Finish the Basement for More Living Space
While most modern homes have at least semi-finished basements, a lot of older homes have basements that are basically just a little bit of extra space carved out under the house. These were originally cellars for dry storage, so their designers weren’t really worried about finishing them. But that doesn’t mean you can’t turn them into something more.
I’m a big fan of sealing and finishing basements to give old houses more living space or storage space. If the basement is tall enough, you can add a rec room, and if there are enough windows it could even be an attractive guest bedroom or mother-in-law suite. If not, I love creating cool wine cellars or pantries in these spaces.
Do What You Can to Make It More Eco-Friendly
Next, think of your buyers’ energy bills. A lot of restoration purists will tell you that it’s a sin to replace old windows with new ones, but I disagree. You’re not restoring the house to be a museum – you’re restoring it so that people can comfortably live in it. Add insulation wherever you can, including new windows, caulking, and insulated doors. You can also insulate the attic in most old homes for better energy efficiency. When your buyers find out that they can live in a gorgeous old home without spending an arm and a leg on utilities every month, they’re going to be very interested.

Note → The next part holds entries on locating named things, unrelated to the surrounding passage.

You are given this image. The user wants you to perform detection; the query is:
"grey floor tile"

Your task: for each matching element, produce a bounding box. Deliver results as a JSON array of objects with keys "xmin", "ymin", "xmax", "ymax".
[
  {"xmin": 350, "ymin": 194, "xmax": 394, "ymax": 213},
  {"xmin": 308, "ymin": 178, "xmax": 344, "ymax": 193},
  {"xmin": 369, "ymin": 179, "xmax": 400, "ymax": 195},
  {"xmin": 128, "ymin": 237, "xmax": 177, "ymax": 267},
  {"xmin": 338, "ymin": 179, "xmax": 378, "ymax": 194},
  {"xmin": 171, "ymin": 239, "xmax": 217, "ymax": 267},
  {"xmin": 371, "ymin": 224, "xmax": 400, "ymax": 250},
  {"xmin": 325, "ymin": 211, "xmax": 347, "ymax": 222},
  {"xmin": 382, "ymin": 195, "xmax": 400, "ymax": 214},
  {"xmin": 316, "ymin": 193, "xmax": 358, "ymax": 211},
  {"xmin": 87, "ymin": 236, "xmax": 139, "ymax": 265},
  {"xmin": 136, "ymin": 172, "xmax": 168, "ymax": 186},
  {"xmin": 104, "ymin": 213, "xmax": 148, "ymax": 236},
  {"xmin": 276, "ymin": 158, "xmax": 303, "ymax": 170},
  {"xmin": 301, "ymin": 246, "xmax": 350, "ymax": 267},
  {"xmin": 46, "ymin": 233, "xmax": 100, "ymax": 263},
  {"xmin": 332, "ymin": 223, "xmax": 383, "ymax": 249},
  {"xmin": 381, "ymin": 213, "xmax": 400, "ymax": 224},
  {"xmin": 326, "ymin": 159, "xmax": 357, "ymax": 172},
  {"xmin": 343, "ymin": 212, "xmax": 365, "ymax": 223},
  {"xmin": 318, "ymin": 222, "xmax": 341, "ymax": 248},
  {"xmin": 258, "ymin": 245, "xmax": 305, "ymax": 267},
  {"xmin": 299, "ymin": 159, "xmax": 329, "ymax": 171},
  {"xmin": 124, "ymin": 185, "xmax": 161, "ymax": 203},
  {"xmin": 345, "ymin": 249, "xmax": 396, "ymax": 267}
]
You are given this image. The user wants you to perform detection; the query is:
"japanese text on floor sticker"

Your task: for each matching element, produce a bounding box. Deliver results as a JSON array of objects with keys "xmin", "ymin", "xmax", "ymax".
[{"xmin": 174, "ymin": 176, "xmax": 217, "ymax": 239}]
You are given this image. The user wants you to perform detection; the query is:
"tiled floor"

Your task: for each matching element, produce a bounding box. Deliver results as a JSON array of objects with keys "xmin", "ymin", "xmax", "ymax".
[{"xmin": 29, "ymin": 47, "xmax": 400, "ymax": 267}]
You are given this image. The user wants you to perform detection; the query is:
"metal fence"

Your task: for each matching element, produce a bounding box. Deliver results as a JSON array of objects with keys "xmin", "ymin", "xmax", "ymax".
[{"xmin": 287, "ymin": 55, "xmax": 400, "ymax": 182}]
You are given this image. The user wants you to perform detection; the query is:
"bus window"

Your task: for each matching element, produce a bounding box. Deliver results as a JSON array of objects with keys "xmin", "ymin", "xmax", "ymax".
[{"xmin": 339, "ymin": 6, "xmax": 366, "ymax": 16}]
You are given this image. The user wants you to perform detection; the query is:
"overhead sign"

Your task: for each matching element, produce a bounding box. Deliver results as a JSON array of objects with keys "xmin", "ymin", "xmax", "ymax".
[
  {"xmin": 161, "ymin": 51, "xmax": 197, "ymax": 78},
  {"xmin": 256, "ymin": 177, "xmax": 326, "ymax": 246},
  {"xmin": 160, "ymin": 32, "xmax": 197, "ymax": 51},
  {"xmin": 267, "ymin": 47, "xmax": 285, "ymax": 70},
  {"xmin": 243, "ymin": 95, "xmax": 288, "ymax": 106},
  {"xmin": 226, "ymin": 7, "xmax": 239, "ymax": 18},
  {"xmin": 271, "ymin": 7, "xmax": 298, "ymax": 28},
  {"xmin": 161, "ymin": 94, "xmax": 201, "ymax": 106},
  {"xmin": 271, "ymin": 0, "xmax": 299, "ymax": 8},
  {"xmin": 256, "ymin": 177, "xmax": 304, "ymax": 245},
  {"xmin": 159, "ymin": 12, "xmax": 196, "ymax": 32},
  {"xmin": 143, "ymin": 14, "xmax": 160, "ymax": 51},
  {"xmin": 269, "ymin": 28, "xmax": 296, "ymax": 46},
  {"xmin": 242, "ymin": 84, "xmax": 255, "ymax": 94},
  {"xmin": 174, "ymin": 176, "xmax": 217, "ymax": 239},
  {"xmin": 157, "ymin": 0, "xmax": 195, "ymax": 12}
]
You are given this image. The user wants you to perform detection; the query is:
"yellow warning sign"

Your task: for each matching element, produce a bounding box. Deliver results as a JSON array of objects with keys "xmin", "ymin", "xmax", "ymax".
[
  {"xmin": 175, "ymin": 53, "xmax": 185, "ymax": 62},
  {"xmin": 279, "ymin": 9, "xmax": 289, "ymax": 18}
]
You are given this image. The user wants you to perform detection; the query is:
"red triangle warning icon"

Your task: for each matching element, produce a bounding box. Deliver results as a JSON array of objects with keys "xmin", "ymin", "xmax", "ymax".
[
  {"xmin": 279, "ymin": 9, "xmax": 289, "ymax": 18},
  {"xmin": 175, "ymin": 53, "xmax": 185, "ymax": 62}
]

Update the Kitchen and Bathrooms
Along the same lines, you’re not going to be restoring the kitchen with a wood-burning stove and an old ice box, so don’t skimp on the updates here. Design a modern kitchen with all of the amenities that homebuyers look for. Make it as spacious as possible, and add as much counter space as you can. You can stick to classic aesthetics with the cabinetry, but go with something nice and updated like marble or quartz for the countertops.
Focus on Preservation and Restoration in Other Rooms
While you want to update the kitchen and bathrooms to make them more comfortable, people who buy old homes love their classic look and feel. You can increase that appeal by focusing on preservation and restoration throughout the rest of the house. If you have a gorgeous old staircase leading to the second story, don’t try to modernize it. Instead of the latest light fixtures, go with sconces and chandeliers that have designs inspired by the era when the home was built.
You should specifically focus on this in the front foyer, since it’s the first thing that people will see when they come inside. You don’t want them to see a gorgeous old home and then walk into a totally modern front room. It will feel all wrong, and they won’t be as likely to fall in love with the house.
I use these four design rules for all of our renovations, and I think they can help you too. Try them out and see how they work for you!